The restaurant was L-shaped, and my table was round the corner from where the waitress had her base. To get to me she had to turn the corner and walk about thirty paces. Each time she made this journey she did so with a very elegant and slinky walk (accentuated by the figure-hugging longish dress she was wearing), smiling seductively the whole time, her long fair hair almost streaming behind her. I gave my order and sat in silence for a little while, watching the people moving up and down the Rue Gerando. Mostly the pedestrians consisted of young fathers (no women for some reason) collecting their children from the nearby lycée. The fathers walked holding hands with their daughters, carrying their sons on their shoulders, striding side by side talking to the older children.

The waitress brought me a half-bottle of Sancerre and some mineral water. Shortly afterwards the first course arrived - asperges violettes poulées a l’huile d’olive parfumée a la truffe (asparagus with truffles). This is possibly the most delicious food I have ever eaten (I cannot remember enjoying any course so much, not in Paris or London or New York).

Next I had Andouitte de Troyes dressée a la main purée maison (tripe sausages, very hot). This savoury dish was simultaneously delectable and nauseating. I can’t really explain the experience - I loved eating the sausages, but at the same time I felt an involuntary urge to be sick (thankfully I wasn’t).

Finally I had Griottes de Sarlat a l’ancienne et glace vanille (cherries in an alcoholic sauce - from the Sarlat region, which has a tradition of preserving fruit in liqueurs). The restaurant was beginning to fill up. The waitress had put on a CD of Beatles songs (Penny Lane, Let It Be, Lady Madonna) and swayed to the music as she brought me the bill.

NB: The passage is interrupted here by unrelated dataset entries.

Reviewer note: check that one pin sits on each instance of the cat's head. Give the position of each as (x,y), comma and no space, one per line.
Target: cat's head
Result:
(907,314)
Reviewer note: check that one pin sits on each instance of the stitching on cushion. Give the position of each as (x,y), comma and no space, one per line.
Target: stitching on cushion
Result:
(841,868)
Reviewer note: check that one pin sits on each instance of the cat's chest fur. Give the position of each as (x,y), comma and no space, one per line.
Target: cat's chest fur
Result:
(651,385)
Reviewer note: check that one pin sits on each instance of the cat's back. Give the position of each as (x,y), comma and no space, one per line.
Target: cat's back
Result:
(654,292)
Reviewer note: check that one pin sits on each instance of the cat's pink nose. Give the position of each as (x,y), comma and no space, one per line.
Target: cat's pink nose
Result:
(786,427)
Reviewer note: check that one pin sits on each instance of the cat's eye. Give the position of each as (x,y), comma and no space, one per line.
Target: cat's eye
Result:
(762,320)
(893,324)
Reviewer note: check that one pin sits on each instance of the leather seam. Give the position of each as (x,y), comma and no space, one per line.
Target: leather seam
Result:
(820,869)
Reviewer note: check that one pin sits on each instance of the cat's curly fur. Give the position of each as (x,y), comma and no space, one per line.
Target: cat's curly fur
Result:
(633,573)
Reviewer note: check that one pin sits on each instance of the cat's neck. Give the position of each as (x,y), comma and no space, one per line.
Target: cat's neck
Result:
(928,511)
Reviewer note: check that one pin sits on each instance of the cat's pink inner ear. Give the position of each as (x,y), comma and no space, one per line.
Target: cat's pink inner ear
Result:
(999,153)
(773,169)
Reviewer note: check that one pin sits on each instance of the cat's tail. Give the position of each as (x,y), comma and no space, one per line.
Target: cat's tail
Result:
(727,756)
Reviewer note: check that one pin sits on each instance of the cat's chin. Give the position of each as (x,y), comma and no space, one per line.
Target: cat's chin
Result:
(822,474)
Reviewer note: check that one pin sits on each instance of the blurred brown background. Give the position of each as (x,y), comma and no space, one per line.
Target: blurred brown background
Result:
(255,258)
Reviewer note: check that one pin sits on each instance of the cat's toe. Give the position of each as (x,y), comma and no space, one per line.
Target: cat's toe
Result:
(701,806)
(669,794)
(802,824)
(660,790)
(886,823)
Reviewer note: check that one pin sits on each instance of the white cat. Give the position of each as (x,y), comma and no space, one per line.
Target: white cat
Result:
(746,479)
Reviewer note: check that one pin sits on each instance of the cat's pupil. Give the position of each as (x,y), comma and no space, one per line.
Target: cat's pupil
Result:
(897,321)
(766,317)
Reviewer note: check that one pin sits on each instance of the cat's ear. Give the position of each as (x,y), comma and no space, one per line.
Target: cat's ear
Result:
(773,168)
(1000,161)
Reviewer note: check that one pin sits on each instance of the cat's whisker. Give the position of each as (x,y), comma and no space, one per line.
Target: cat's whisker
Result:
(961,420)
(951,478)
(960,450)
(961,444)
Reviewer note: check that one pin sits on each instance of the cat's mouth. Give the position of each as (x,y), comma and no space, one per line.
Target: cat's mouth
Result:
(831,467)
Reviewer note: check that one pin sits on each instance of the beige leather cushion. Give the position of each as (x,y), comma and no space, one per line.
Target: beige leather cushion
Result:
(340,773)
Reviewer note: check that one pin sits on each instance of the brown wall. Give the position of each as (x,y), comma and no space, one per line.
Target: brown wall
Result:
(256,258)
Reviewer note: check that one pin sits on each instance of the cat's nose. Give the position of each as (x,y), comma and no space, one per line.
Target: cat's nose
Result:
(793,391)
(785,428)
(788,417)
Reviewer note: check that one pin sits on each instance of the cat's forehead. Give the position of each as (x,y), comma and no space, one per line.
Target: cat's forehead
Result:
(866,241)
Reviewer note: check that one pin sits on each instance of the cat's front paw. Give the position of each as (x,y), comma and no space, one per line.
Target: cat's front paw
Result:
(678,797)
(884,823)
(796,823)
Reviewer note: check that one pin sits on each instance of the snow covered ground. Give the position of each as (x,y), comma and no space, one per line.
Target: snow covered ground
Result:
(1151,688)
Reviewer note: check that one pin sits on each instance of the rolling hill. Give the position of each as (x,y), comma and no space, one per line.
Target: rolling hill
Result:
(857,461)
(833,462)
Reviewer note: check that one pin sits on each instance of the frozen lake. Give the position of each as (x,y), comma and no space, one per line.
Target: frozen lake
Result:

At the Gare du Nord the Eurostar train departs from an upstairs mini-terminus. My last effective view of Paris was looking down from the Eurostar balcony to the main station concourse where armed paramilitary police were prowling through the crowds of passengers. And (in a self-satisfied contemplation that could have been articulated by the woman in the Café Lenotre) I thought: whatever the social and security problems in London, the police do not routinely carry guns through public areas.